Sale of Knives Could Kill Cook Brothers

Is it illegal to sell knives in California? The answer to that question could put general merchandise cataloger Cook Brothers out of business.

On Feb. 26, the district attorney’s offices of Ventura, Napa, and Marin counties in California sued Chicago-based Cook Brothers for “marketing weapons that are illegal to sell and possess in the state of California,” says Greg Brose, senior deputy DA and supervisor for Ventura County’s consumer and environmental protection unit. “A person who possesses these weapons can be charged with a felony and sent to prison, as can a person or company marketing these items.”

It’s unclear yet when the case will go to court or if it could be settled out of court. The suit seeks $5,000 for each hunting and hobby knife Cook Brothers sold for the three years prior to the DA’s discovery of the knife sales in 1999.

According to Cook Brothers president Ken Tickman, who’s named in the suit, the company stopped selling the knives in California when it was first notified by the Ventura County DA’s office in October 2000; it stopped selling the knives nationwide by January 2001. In addition to offering the knives in its core catalog, Cook Brothers had produced a spin-off knife catalog, which last mailed to 250,000 consumers in 1999.

If the suit holds up in court, Tickman says, “they’ll put us out of business. We feel they’re putting a gun to our head — it’s a holdup.”

From complaint to lawsuit

What Tickman refers to as “a holdup” started in 1999 when the Ventura County DA’s office received a complaint from a resident who felt it was “shocking to find a catalog selling deadly weapons that was being mailed to the residence,” Brose says.

Representatives of Brose’s office, as well as of the DA’s offices in Napa and Marin counties, placed orders for the knives from Cook Brothers. “This is about a business that knew it was violating the law,” Brose says. The California business and professions code, section 17-200, referred to as the Unfair Competition Law, aims to prevent businesses from engaging in any unlawful unfair business practice, which includes selling deadly weapons.

Brose says that his office and Cook Brothers had been pursuing an out-of-court settlement, “but they rejected it.” But that settlement, according to Cook Brothers attorney Michael Grace, a partner with Los Angeles-based firm Grace & Grace, was unrealistic.

“We had offered to notify all the purchasers, take all the product back,” Grace says. “But the DA was uninterested in pursuing that line. They just wanted $1 million, a figure not even based on the number of sales, gross revenue, or anything like that.” In addition, he says, the DA was demanding that Cook Brothers fund a major ad campaign in The Los Angeles Times and The Wall Street Journal to alert the public of the knives it had sold.

According to Grace, gross revenue from Cook Brothers’ knife sales were no more than $35,000 a year, with a profit of $3,000-$5,000 a year. The cataloger’s total annual sales are $20 million.

Brose won’t detail the final offer that Cook Brothers rejected, leading to the lawsuit. But Tickman says that before the DA’s offices filed the suit, Cook Brothers provided all the knife-transaction data the DAs sought, only to have them question the accuracy of the data.

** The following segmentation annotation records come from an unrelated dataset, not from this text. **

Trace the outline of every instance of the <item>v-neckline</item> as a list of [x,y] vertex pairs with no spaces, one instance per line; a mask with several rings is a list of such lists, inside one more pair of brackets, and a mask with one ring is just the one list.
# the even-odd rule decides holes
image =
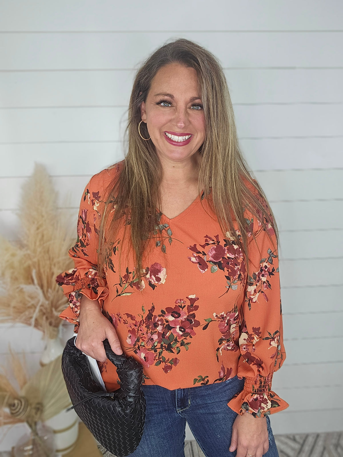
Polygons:
[[[203,192],[203,193],[201,194],[202,196],[203,194],[204,194],[204,192]],[[175,221],[178,220],[179,219],[181,219],[182,218],[183,218],[184,216],[186,216],[187,214],[188,214],[191,210],[193,209],[193,207],[195,206],[195,205],[200,201],[200,196],[199,195],[198,195],[195,200],[193,200],[191,203],[191,204],[189,205],[189,206],[187,207],[186,209],[184,209],[182,212],[182,213],[180,213],[179,214],[178,214],[177,216],[176,216],[174,218],[167,218],[165,214],[164,214],[163,213],[161,213],[161,218],[163,218],[163,219],[165,219],[168,222],[170,222],[171,221],[172,221],[172,222],[174,222]],[[156,208],[156,210],[158,211],[157,208]],[[161,212],[159,212],[161,213]]]

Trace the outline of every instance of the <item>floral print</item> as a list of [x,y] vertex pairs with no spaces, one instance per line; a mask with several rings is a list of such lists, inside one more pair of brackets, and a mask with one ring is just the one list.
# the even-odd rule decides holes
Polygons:
[[179,298],[176,300],[174,306],[161,309],[159,314],[154,314],[155,307],[152,304],[145,317],[145,310],[142,306],[143,314],[139,315],[141,318],[139,320],[128,313],[125,313],[126,318],[119,313],[107,313],[107,318],[116,329],[123,323],[128,330],[126,353],[133,351],[146,368],[153,364],[155,367],[161,365],[166,373],[177,366],[179,359],[176,356],[168,357],[166,353],[178,354],[182,348],[188,351],[192,342],[188,341],[188,338],[196,335],[193,329],[200,325],[200,322],[195,319],[195,312],[199,307],[194,304],[198,298],[190,295],[186,298],[189,302],[187,308],[187,302]]
[[[238,230],[236,232],[239,234]],[[225,276],[227,285],[225,287],[227,290],[225,293],[227,293],[230,289],[236,290],[238,284],[244,279],[246,273],[241,249],[233,239],[230,238],[228,232],[226,232],[226,236],[227,239],[224,239],[222,245],[219,235],[216,235],[214,238],[209,235],[205,235],[205,243],[199,245],[203,250],[200,250],[196,244],[188,246],[188,249],[193,252],[193,255],[188,258],[193,263],[198,265],[201,273],[207,271],[209,264],[211,266],[211,273],[215,273],[219,270],[225,272],[226,270],[226,274]],[[206,252],[204,250],[209,246],[211,247]]]
[[[127,263],[120,271],[120,231],[107,252],[105,276],[100,278],[96,250],[104,192],[123,163],[94,175],[85,189],[77,238],[69,250],[75,267],[56,278],[69,301],[60,317],[73,324],[77,333],[81,297],[97,303],[124,353],[141,363],[145,384],[173,389],[224,382],[237,375],[244,377],[244,387],[228,402],[234,411],[261,417],[287,408],[271,390],[273,372],[285,359],[272,228],[264,220],[264,229],[245,209],[247,276],[240,245],[229,232],[222,234],[211,213],[211,196],[203,198],[203,193],[176,218],[156,213],[153,249],[140,280],[131,255],[124,257]],[[129,223],[129,214],[125,223]],[[159,232],[162,242],[154,239]],[[98,364],[107,390],[120,388],[115,367],[107,360]]]

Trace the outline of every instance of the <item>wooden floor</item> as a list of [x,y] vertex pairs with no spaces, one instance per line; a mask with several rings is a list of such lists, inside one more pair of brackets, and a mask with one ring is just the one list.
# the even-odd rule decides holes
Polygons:
[[[276,435],[274,438],[279,457],[343,457],[343,431]],[[113,457],[109,452],[103,455]],[[185,441],[185,457],[205,456],[196,441]]]

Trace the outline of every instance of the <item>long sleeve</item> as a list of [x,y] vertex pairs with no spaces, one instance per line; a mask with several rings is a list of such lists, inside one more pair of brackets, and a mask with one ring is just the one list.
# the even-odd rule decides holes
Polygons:
[[96,250],[101,218],[98,209],[101,196],[98,189],[92,189],[94,178],[87,184],[81,198],[77,222],[77,239],[69,251],[69,255],[74,260],[75,268],[61,273],[56,278],[68,299],[70,305],[59,317],[74,324],[74,331],[76,333],[81,296],[97,300],[102,309],[103,300],[109,293],[106,280],[103,280],[102,283],[105,287],[99,285],[98,281]]
[[286,358],[276,237],[267,224],[272,243],[259,221],[254,218],[249,220],[256,242],[252,233],[248,234],[250,274],[241,304],[237,372],[240,378],[245,377],[245,383],[243,390],[227,404],[241,415],[247,412],[260,417],[289,405],[271,390],[273,373]]

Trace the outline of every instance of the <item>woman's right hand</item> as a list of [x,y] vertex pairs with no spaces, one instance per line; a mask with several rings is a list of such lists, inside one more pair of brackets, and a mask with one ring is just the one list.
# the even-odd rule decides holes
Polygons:
[[114,327],[102,314],[97,300],[81,298],[79,329],[75,345],[87,356],[99,362],[107,358],[103,341],[106,338],[112,351],[123,354],[120,342]]

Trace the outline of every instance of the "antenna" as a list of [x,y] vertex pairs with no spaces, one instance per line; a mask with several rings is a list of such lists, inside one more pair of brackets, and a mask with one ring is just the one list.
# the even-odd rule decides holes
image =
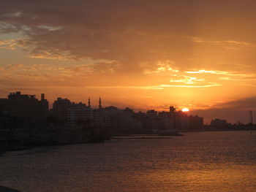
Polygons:
[[252,117],[252,112],[249,111],[249,124],[252,125],[253,124],[253,117]]

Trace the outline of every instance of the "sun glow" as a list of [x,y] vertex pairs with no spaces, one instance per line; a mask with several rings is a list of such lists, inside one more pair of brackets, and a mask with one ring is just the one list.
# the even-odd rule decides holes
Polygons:
[[182,112],[189,112],[189,110],[188,108],[183,108],[183,109],[181,110],[181,111],[182,111]]

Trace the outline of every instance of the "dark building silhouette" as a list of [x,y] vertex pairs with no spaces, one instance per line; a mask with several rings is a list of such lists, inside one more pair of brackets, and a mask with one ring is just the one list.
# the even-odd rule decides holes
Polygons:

“So we gave them the same information again, and they said it was still wrong,” Tickman says. “Then they said they wanted five more years’ worth of information, and we gave it to them on Feb. 22, and they said they were looking for at least $500,000 in a settlement. It was then that our lawyer said there was no way we could do that, and then the next thing I knew I was getting calls from the press about a lawsuit that had been filed.”

Don’t mess with California

Other catalogers that sell knives through the mail have learned to avoid California. Radcliff, KY-based survivalist-gear mailer U.S. Cavalry has for years alerted catalog customers that it won’t ship any of the knives it carries to California. It also won’t ship longer “Rambo-like” knives to New York, which prohibits them, says U.S. Cavalry president/CEO Randy Acton.

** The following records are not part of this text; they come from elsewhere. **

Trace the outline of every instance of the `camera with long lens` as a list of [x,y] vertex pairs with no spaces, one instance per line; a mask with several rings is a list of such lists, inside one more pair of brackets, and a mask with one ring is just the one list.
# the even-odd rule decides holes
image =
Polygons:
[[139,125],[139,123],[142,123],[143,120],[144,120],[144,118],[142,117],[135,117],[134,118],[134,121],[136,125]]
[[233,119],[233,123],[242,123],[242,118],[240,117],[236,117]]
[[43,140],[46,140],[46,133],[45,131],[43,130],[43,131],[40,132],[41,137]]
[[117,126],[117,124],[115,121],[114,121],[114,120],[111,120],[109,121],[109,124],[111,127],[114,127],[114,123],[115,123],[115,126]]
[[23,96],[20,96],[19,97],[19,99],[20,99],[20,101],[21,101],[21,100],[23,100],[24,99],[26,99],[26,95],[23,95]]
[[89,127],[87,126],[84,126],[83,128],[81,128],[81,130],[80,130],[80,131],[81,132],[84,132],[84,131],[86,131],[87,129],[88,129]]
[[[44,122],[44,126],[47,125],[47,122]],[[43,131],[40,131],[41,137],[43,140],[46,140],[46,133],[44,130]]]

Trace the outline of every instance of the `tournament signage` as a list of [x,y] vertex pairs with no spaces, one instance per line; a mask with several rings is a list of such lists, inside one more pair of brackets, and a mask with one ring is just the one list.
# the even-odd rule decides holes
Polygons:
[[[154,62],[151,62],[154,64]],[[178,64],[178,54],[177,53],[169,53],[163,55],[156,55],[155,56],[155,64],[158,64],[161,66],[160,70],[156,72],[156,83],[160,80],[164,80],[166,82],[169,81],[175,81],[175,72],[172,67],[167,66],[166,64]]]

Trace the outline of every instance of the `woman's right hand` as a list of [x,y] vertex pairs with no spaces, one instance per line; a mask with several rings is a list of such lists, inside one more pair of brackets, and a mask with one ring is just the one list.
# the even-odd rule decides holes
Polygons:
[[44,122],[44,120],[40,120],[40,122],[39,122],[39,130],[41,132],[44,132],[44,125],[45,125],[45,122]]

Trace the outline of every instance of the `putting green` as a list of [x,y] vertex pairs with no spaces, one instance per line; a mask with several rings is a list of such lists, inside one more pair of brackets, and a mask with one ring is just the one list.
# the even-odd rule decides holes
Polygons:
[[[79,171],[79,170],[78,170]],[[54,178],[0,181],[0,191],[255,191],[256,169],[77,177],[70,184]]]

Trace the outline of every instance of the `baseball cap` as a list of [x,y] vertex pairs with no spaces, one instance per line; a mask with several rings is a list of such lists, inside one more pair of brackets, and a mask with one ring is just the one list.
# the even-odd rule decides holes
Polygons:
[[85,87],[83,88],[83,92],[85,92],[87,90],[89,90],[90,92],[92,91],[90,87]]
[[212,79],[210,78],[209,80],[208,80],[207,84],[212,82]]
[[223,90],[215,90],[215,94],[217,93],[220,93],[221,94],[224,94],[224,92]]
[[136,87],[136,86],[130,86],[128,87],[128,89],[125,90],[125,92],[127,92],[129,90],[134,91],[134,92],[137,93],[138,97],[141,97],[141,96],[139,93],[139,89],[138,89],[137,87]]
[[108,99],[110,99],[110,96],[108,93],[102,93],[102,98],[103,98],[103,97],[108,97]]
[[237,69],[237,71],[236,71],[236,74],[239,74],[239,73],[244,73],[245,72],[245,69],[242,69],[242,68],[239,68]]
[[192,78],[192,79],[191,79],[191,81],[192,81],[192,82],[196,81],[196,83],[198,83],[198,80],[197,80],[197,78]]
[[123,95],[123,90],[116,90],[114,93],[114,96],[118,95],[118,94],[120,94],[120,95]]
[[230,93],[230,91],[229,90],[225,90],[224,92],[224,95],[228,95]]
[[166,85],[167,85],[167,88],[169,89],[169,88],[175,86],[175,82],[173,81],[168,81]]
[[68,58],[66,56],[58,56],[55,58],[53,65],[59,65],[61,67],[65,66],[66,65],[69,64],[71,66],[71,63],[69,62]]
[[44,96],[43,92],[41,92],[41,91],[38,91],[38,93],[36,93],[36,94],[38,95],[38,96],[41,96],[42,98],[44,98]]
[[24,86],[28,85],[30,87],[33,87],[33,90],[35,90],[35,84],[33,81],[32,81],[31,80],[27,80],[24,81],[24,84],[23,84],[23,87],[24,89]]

“We try to be as conscious as we possibly can of restrictions,” Acton says. In addition to state regulations, U.S. Cavalry must keep track of restrictions in foreign countries. For instance, the company can’t ship packaged military food items, knives, night-vision devices, or gas masks to Japan, where it does a fair amount of business, he says.

In U.S. Cavalry’s 29 years in business, Acton says, he believes the company received only one or two complaint letters from customers, but they didn’t result in any legal actions.